Because a dress at Intermix will likely cost you in the four-digit range, the Gap-owned fashion retailer incorporates the needs of discriminating consumers into its commerce marketing strategy.
Last Easter and Passover an asset allocation team moved product from Intermix’s flagship Madison Avenue store to high-end vacation spots like Bal Harbour in Miami to meet the spring rush, or to its new Hamptons outpost, just in time for summer.
“We’re a 21-year-old startup,” described Jarrad Berman, Intermix’s director of digital marketing, on Thursday during a Criteo-hosted advertiser event in New York. “Customers start shopping Intermix in their mid-30s and many are now in their mid-50s.”
As those customers move through life stages, the brand tailors its product mix to meet their shifting needs. A woman moving into her prime years may not be as interested in printed jumpsuits as she once was.
At the same time, the predominantly brick-and-mortar store, now counting 41 locations, has had to shift into ecommerce.
“We think a lot about how we use digital dollars to drive in-store traffic,” Berman said. One way it’s doing this is introducing immersive fashion look books online, featuring emerging collections.
But many of its customers aren’t early arrivals to digital and, because a single purchase can be a hefty investment for a customer, many still prefer high-touch experiences and in-store discoveries. That said, the brand still needs to attract the right Intermix shopper.
“We have a couple different personas, but our price points aren’t the lowest so we need to find women moving into their peak earning years who are willing to drop $1,000, $3,000, $5,000 on outfits every few weeks,” Berman said.
In order to do this, Intermix uses geofencing and lookalike modeling, although it has yet to experiment with beacons since it’s prioritizing its data and technology strategy before taking on too many new channels at once.
“Personalization is what built our brick-and-mortar presence, and now we are figuring it out for digital and mobile,” he said. “We are balancing so much data about where shoppers live and what their purchase habits are, that we do worry we will go overboard with the personalization. We want a targeted experience, but don’t want a Target experience.”
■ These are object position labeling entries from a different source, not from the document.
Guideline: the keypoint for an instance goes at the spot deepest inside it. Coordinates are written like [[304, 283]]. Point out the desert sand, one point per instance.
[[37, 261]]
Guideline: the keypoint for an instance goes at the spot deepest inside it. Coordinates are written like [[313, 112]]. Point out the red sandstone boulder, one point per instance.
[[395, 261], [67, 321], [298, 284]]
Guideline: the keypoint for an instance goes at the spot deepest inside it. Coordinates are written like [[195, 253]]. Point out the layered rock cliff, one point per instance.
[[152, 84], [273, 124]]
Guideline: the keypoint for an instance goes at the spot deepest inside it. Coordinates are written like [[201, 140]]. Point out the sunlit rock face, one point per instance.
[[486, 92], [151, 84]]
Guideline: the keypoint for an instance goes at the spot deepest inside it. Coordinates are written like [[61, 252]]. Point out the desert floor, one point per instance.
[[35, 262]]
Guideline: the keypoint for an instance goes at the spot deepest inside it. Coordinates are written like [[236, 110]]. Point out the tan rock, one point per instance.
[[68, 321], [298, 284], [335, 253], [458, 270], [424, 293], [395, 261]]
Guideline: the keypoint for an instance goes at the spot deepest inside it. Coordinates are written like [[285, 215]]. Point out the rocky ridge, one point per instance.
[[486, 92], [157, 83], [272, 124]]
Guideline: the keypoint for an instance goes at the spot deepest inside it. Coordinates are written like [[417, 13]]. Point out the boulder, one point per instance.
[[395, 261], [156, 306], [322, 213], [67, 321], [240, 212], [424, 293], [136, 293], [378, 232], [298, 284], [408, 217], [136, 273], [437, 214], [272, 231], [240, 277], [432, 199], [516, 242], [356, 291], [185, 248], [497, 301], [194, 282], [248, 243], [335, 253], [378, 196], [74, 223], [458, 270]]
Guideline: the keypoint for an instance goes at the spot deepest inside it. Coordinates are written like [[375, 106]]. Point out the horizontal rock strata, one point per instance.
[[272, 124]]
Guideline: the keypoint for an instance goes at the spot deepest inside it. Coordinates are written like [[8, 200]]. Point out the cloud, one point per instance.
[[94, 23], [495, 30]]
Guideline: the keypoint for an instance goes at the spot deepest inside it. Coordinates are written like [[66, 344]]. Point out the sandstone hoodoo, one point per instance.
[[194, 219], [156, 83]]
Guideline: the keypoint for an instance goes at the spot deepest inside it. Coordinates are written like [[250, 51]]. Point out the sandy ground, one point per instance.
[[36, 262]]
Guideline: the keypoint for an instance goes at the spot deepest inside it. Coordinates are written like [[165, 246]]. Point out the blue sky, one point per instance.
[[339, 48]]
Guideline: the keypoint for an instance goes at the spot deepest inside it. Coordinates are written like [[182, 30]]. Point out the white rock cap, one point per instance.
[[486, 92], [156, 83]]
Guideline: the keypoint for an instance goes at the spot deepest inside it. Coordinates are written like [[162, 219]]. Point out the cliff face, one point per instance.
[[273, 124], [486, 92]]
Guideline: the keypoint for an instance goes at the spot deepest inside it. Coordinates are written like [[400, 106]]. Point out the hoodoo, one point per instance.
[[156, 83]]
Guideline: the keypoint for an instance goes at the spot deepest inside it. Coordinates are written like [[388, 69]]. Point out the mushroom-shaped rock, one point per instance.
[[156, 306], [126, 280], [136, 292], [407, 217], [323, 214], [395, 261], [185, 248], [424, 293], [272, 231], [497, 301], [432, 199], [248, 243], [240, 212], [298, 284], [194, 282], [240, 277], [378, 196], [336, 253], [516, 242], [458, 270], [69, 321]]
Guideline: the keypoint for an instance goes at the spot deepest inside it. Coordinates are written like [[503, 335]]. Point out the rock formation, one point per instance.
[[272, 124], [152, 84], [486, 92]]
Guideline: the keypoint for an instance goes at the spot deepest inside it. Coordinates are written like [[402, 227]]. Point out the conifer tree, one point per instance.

On the back end, Intermix is rebuilding its entire database in order to put data it’s collected for 21 years to good use, as well as introduce more predictive marketing technology into the mix, Berman said.
“Intermix wasn’t a web-first business, but as we’ve shifted, we want to be responsive to internal stakeholders who may want to access data we have,” he said.
As part of the migration to digital, Berman claimed the brand is tripling its headcount for web-based initiatives and developing a digital native team responsible for managing four planned technology upgrades.
Mobile is also a huge initiative, partly influenced by parent Gap Inc. in its respective push to become mobile-first. It just launched a mobile site with a responsive site planned for fall. Within a month, all email campaigns will be mobile-ready, Berman said.
Like brands Wine Enthusiast and 1800Flowers, which were also in attendance at Criteo Live, Intermix has used “an attribution platform acquired by AOL, now Verizon.” (In other words: Convertro.)
“We have [lost] a ton of [margin] discounting for people who didn’t need or want one, so we need to do a better job of segmenting,” Berman said.
He said ensuring proper discounting is a people and tech problem, and that Intermix’s growing data science team will be charged with applying new segmentation analysis and improving its attribution strategy to tackle things like discounting and win-back campaigns, which will improve margins.